А всего-то и надо было, во-первых, осознать глубину финансовой пропасти, в которую валилась Франция из-за Семилетней войны 1757-1763 гг. Во вторых — найти интересный выход. Кроме сокращения средств на содержание королевского двора Силуэт предложил обложить налогом дворянство и духовенство. Законным путём сделать это никак не получалось: два «высших сословия» были освобождены от налогов. Но дотошный шевалье находит лазейку: вводит налог на внешние признаки богатства. На вычурные окна, двери и ворота. На богатые экипажи и коней элитных пород. На прислугу, в конце концов. Словом, на роскошь как таковую.

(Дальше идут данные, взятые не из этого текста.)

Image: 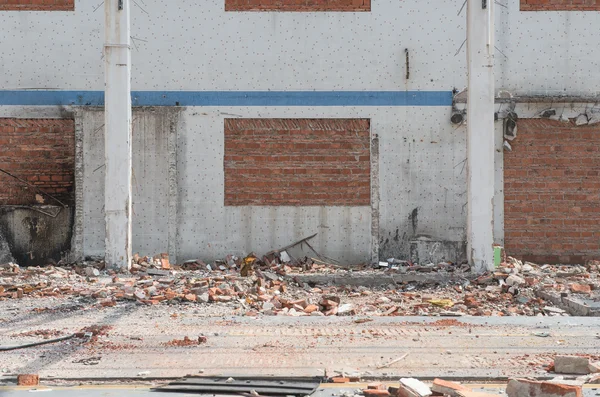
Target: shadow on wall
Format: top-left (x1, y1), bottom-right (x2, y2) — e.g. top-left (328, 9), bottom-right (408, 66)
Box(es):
top-left (0, 205), bottom-right (74, 266)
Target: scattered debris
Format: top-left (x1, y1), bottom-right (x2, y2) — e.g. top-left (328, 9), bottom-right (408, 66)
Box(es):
top-left (0, 334), bottom-right (76, 351)
top-left (17, 374), bottom-right (40, 386)
top-left (397, 378), bottom-right (432, 397)
top-left (506, 379), bottom-right (583, 397)
top-left (0, 254), bottom-right (600, 318)
top-left (377, 353), bottom-right (408, 369)
top-left (72, 356), bottom-right (102, 365)
top-left (431, 378), bottom-right (469, 397)
top-left (164, 336), bottom-right (207, 347)
top-left (554, 356), bottom-right (600, 375)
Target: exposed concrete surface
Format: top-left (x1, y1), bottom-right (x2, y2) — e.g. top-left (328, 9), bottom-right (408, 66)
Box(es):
top-left (0, 299), bottom-right (600, 379)
top-left (0, 205), bottom-right (73, 265)
top-left (286, 272), bottom-right (474, 287)
top-left (77, 108), bottom-right (178, 256)
top-left (0, 382), bottom-right (597, 397)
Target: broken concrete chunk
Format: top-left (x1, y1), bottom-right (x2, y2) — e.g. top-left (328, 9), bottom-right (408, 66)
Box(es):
top-left (279, 251), bottom-right (292, 263)
top-left (431, 379), bottom-right (469, 397)
top-left (363, 389), bottom-right (390, 397)
top-left (554, 356), bottom-right (590, 375)
top-left (397, 378), bottom-right (432, 397)
top-left (575, 114), bottom-right (589, 125)
top-left (338, 303), bottom-right (356, 316)
top-left (506, 379), bottom-right (583, 397)
top-left (17, 374), bottom-right (40, 386)
top-left (569, 284), bottom-right (592, 295)
top-left (85, 267), bottom-right (100, 277)
top-left (506, 274), bottom-right (525, 287)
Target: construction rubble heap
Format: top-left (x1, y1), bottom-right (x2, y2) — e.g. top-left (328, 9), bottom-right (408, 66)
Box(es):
top-left (0, 251), bottom-right (600, 316)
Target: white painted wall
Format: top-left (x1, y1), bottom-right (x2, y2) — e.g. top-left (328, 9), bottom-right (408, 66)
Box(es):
top-left (0, 0), bottom-right (600, 262)
top-left (0, 0), bottom-right (600, 94)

Как раз в те времена в моду входит новая забава. Портреты, сделанные чёрной краской на белой бумаге. Никаких деталей, только контур и заливка. Сходство с оригиналом наблюдалось, но не более того. Что называется, дёшево и сердито. И, разумеется, совсем не роскошно: такое приличествует лишь презренным беднякам.
Высшая знать уцепилась за этот момент и принялась бешено фрондировать. Всё дешёвое, паршивое, низкокачественное и так уже называли сделанным a la Silhouette. А с чёрными портретиками фрондёры поняли, что угодили в точку. Сначала силуэтом называли просто технику таких изображений, а потом слово стало обозначать просто смутные или самые общие очертания какого-либо предмета.
Лодырь
Но в случае с Бойкоттом и Силуэтом хотя бы имелись достаточно веские причины для злословия. А вот русский немец Христиан Иванович Лодер влетел, что называется, на ровном месте. Никому и никогда не делал ничего плохого. Даже наоборот: своему новому Отечеству служил верой и правдой, от службы не бегал, а его устройство госпиталей и вообще медицинской помощи во время войны 1812 года заслужило похвалу Кутузова и было отмечено наградой — Орденом св. Анны II степени с бриллиантами.

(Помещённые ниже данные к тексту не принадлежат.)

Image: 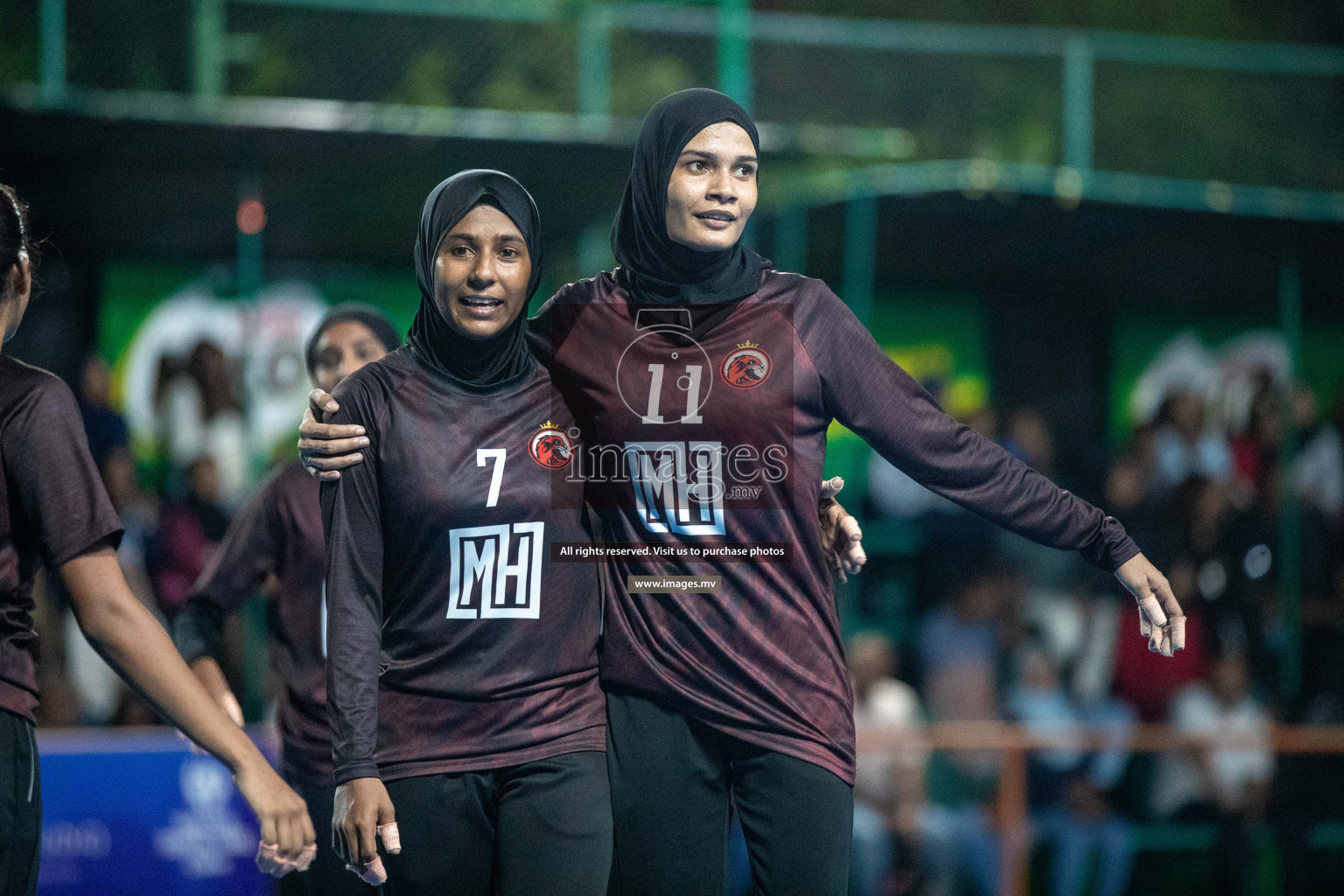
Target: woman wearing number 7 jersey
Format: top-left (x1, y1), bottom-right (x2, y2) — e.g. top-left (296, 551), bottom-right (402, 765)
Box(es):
top-left (308, 90), bottom-right (1184, 896)
top-left (321, 171), bottom-right (612, 896)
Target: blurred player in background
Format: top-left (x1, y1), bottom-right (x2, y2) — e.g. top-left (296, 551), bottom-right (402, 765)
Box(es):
top-left (173, 304), bottom-right (401, 896)
top-left (0, 184), bottom-right (314, 896)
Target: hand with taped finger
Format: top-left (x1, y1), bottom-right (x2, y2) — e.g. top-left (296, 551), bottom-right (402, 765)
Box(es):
top-left (298, 388), bottom-right (368, 482)
top-left (817, 475), bottom-right (868, 582)
top-left (1116, 554), bottom-right (1186, 657)
top-left (332, 778), bottom-right (402, 886)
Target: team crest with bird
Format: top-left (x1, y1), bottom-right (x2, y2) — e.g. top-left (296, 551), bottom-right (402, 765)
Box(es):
top-left (719, 340), bottom-right (770, 388)
top-left (527, 421), bottom-right (574, 470)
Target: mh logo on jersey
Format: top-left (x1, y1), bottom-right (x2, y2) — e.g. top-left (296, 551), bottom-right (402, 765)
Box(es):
top-left (625, 442), bottom-right (724, 535)
top-left (527, 421), bottom-right (574, 470)
top-left (447, 522), bottom-right (546, 620)
top-left (719, 340), bottom-right (770, 388)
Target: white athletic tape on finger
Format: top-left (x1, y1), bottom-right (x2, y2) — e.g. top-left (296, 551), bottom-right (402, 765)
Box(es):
top-left (256, 841), bottom-right (296, 878)
top-left (294, 844), bottom-right (317, 871)
top-left (346, 856), bottom-right (387, 886)
top-left (1138, 595), bottom-right (1166, 626)
top-left (378, 821), bottom-right (402, 856)
top-left (1166, 617), bottom-right (1186, 652)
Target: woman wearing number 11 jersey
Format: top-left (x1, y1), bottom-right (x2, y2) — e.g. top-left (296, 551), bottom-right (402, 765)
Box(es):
top-left (321, 171), bottom-right (612, 896)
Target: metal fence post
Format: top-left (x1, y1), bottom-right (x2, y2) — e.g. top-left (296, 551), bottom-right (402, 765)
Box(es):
top-left (1065, 35), bottom-right (1096, 175)
top-left (39, 0), bottom-right (66, 106)
top-left (842, 196), bottom-right (878, 324)
top-left (192, 0), bottom-right (226, 103)
top-left (579, 5), bottom-right (612, 126)
top-left (719, 0), bottom-right (752, 111)
top-left (1278, 251), bottom-right (1302, 707)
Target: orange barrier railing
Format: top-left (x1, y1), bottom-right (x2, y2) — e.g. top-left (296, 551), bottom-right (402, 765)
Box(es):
top-left (858, 721), bottom-right (1344, 896)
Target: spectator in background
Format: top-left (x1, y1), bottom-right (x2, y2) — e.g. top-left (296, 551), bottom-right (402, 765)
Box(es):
top-left (1293, 383), bottom-right (1344, 522)
top-left (917, 565), bottom-right (1016, 687)
top-left (1153, 389), bottom-right (1233, 490)
top-left (153, 455), bottom-right (228, 617)
top-left (155, 340), bottom-right (248, 507)
top-left (1105, 426), bottom-right (1160, 561)
top-left (1153, 650), bottom-right (1274, 893)
top-left (922, 654), bottom-right (1001, 896)
top-left (847, 632), bottom-right (928, 896)
top-left (1233, 387), bottom-right (1284, 501)
top-left (62, 445), bottom-right (161, 725)
top-left (1008, 645), bottom-right (1134, 896)
top-left (80, 354), bottom-right (130, 467)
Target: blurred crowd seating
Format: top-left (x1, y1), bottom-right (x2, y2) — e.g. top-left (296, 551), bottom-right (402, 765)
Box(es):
top-left (847, 377), bottom-right (1344, 896)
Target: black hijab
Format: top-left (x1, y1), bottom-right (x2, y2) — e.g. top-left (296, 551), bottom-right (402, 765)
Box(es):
top-left (407, 169), bottom-right (542, 387)
top-left (612, 88), bottom-right (770, 304)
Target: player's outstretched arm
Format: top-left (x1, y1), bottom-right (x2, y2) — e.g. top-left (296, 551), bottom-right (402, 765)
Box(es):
top-left (60, 548), bottom-right (316, 876)
top-left (298, 388), bottom-right (368, 482)
top-left (332, 778), bottom-right (402, 886)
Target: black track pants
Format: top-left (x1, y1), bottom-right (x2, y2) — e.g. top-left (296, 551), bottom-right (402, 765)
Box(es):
top-left (606, 690), bottom-right (853, 896)
top-left (0, 710), bottom-right (42, 896)
top-left (383, 750), bottom-right (612, 896)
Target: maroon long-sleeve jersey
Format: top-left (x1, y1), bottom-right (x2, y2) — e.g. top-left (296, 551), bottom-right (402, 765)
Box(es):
top-left (173, 461), bottom-right (332, 786)
top-left (0, 357), bottom-right (121, 720)
top-left (531, 271), bottom-right (1138, 783)
top-left (321, 348), bottom-right (606, 783)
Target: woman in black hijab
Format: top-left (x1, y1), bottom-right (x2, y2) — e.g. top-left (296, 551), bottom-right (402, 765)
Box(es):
top-left (550, 90), bottom-right (1181, 896)
top-left (612, 88), bottom-right (770, 304)
top-left (321, 171), bottom-right (612, 896)
top-left (308, 90), bottom-right (1184, 896)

Обосновавшись в Москве, Христиан Иванович задумал новое дело: основал заведение искусственных минеральных вод на Остоженке. Согласно воззрениям доктора Лодера, к собственно минеральной воде полагался ещё и трёхчасовой пеший променад, только тогда лечение будет эффективным.

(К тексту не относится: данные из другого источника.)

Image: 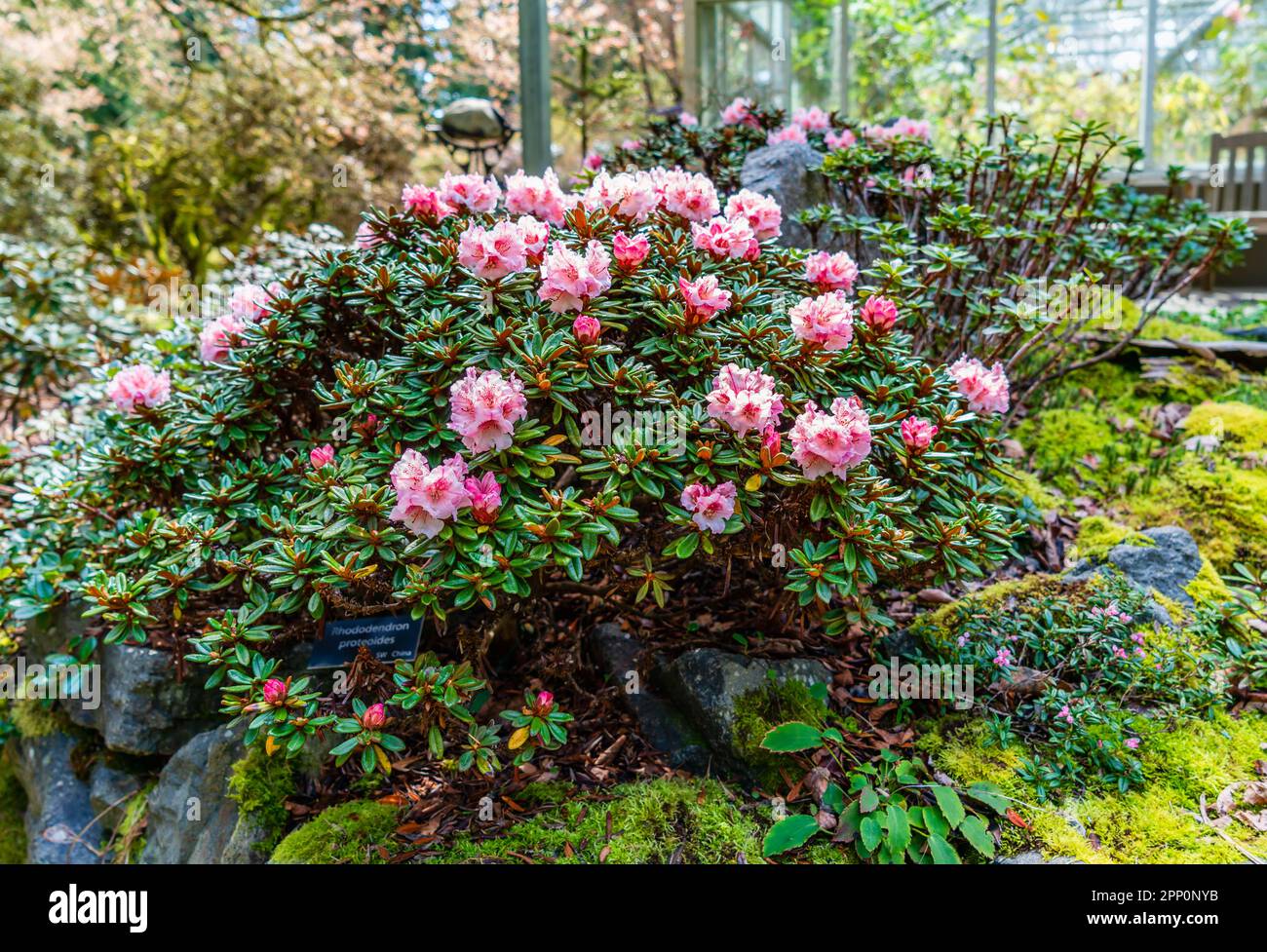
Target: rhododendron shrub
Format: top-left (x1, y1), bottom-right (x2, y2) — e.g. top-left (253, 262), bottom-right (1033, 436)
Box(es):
top-left (0, 170), bottom-right (1017, 770)
top-left (613, 109), bottom-right (1250, 407)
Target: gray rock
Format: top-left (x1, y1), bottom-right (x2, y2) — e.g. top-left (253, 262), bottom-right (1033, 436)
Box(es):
top-left (63, 644), bottom-right (219, 756)
top-left (5, 733), bottom-right (105, 866)
top-left (656, 648), bottom-right (831, 769)
top-left (590, 625), bottom-right (712, 774)
top-left (740, 142), bottom-right (831, 248)
top-left (89, 760), bottom-right (140, 829)
top-left (140, 727), bottom-right (246, 863)
top-left (1065, 525), bottom-right (1201, 610)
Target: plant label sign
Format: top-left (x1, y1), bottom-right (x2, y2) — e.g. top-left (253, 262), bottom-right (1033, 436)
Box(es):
top-left (308, 615), bottom-right (422, 669)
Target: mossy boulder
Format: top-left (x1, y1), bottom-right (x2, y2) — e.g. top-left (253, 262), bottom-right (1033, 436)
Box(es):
top-left (919, 711), bottom-right (1267, 863)
top-left (432, 779), bottom-right (763, 863)
top-left (269, 800), bottom-right (401, 864)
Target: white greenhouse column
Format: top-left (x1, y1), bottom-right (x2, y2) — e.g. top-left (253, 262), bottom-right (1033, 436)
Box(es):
top-left (519, 0), bottom-right (554, 174)
top-left (1139, 0), bottom-right (1158, 166)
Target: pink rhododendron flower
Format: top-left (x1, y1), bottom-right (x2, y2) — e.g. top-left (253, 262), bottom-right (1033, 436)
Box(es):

Заведение быстро стало модным, и сад на Остоженке украсился многочисленными фигурами, слоняющимися без какой-либо очевидной для посторонних цели. Считается, что острые на язык москвичи моментально пригвоздили шатающихся гуляк: «Лодерем ходит». В реальности «лодыря» из Лодера сделал московский бытописатель Иван Пыляев, сконструировавший это словцо и запустивший его в народ.